After receiving the Director's decision, 3iQ and the Fund filed an application for a hearing and review.
In the OSC's October 29, 2019 Decision, the Commissioner began by emphasizing the role of securities regulators. Notably he stressed that it is not the role of securities regulators to approve or disapprove of the merits of securities being offered to the public. The Commissioner recognized that bitcoin is both a novel and risky asset and that markets for novel assets look and feel different from those prevalent in more mature markets. As a result, some novel asset classes and securities products fail and others succeed and become gold or the next great technology. The Commissioner noted that "[s]ecurity regulators are not mandated to try and pick winners and losers".
The Commissioner went on to address the concerns raised by staff at the IFSP. He first addressed the staff's submission that bitcoin is an illiquid asset, as defined in NI 81-102 and disagreed, stating that:
The evidence shows that substantial volumes of bitcoin trade daily on market facilities, many of which are regulated. These market facilities provide a liquid market for promoting price discovery for valuing the Fund's assets and for disposing of bitcoin to satisfy redemption requests.
The Commissioner then considered evidence regarding market integrity concerns. In considering the evidence he acknowledged that:
While there is evidence of market manipulation and the associated risks, there is also sufficient evidence of a real market in bitcoin, with real trading...staff has not proven that true price discovery in the bitcoin market is prevented by insufficient 'true trading' or price manipulation, at least on the regulated exchanges.
Further, the Commissioner did not accept the IFSP staff's submissions that the Fund's safeguards for its bitcoin did not comply with the custodial requirements under NI 81-102. He noted that the general safeguarding of assets is an "operational risk" that is highlighted in the Fund's prospectus and pointed to the following facts regarding the Fund's proposed custodian Cidel Trust Company ("Cidel"), and qualified sub-custodian Gemini Trust Company ("Gemini"):
- Cidel is a regulated Canadian trust company;
- Cidel is an experienced custodian;
- Gemini is regulated by New York State and is subject to a regulatory regime specific to crypto-assets.
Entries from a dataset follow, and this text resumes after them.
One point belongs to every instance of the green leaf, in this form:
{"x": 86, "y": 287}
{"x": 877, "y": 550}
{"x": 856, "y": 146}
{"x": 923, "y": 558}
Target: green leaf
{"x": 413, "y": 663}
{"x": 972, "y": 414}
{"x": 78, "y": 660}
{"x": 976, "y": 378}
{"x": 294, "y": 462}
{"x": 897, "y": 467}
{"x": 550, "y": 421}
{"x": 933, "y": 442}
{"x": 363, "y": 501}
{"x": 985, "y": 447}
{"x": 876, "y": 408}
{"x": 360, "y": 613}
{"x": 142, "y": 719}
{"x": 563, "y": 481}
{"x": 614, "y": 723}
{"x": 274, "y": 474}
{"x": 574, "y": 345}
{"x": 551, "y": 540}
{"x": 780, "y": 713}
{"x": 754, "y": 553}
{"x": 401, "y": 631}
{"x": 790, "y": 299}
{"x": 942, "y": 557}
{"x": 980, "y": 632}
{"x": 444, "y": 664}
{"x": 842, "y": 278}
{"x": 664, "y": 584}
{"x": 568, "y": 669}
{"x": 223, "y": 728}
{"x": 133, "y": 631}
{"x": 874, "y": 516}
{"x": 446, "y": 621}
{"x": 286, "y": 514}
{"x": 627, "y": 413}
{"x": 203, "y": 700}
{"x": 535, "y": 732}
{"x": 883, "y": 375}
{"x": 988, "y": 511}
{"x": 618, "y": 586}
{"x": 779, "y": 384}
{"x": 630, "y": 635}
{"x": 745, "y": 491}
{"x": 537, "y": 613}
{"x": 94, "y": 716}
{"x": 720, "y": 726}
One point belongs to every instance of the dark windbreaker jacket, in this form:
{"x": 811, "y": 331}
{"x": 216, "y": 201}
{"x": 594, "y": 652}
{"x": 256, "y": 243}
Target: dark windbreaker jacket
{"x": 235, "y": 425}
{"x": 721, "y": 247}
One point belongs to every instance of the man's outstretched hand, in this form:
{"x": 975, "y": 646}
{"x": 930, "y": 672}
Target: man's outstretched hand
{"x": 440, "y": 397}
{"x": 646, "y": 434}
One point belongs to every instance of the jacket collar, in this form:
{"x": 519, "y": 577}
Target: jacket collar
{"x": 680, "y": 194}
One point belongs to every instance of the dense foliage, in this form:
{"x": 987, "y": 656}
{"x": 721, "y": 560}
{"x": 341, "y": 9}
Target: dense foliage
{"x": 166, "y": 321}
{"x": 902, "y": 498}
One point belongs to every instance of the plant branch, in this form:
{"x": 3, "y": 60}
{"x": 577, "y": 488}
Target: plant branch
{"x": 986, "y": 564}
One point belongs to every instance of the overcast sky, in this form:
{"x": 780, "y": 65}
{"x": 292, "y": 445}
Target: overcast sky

Every two years, New York State conducts an examination to determine the safety of the conduct of Gemini's business;
- Gemini has a legal obligation under New York law to establish and maintain an effective cybersecurity program and a written business continuity and disaster recovery plan;
- Gemini is a qualified custodian under NI 81-102;
- Gemini has over $100 million in assets (which could be used to satisfy any settlement or judgment in favor of the Fund, even without insurance); and
- Gemini will have insurance for the Fund's bitcoin to the extent it is held in hot wallets, for the brief periods when the bitcoin is sold to satisfy redemption requests. Otherwise, the Fund's bitcoin will be held offline in cold storage.
Lastly, the Commissioner accepted 3iQ's evidence that a "a qualified and reputable auditor says it can conduct the audit, even without a System and Organization Controls for Service Organizations (SOC 2) type 2 report, and still comply with generally accepted auditing standards."
When considering all of the evidence relating to whether the issuance of a receipt for a final prospectus for the Fund was not contrary to the public interest the Commissioner stated that:
Denying investors the opportunity to invest in bitcoin through a public fund would not promote fair and efficient capital markets and confidence in capital markets. Instead, it would suggest that investors should acquire bitcoin through unregulated vehicles, and capital market participants should be encouraged to create those vehicles.
The OSC's Decision to set aside its original decision and approve the issuance of a receipt for the Fund's prospectus is a signal to the marketplace that regulators in Canada are becoming increasingly supportive of innovative asset classes such as bitcoin.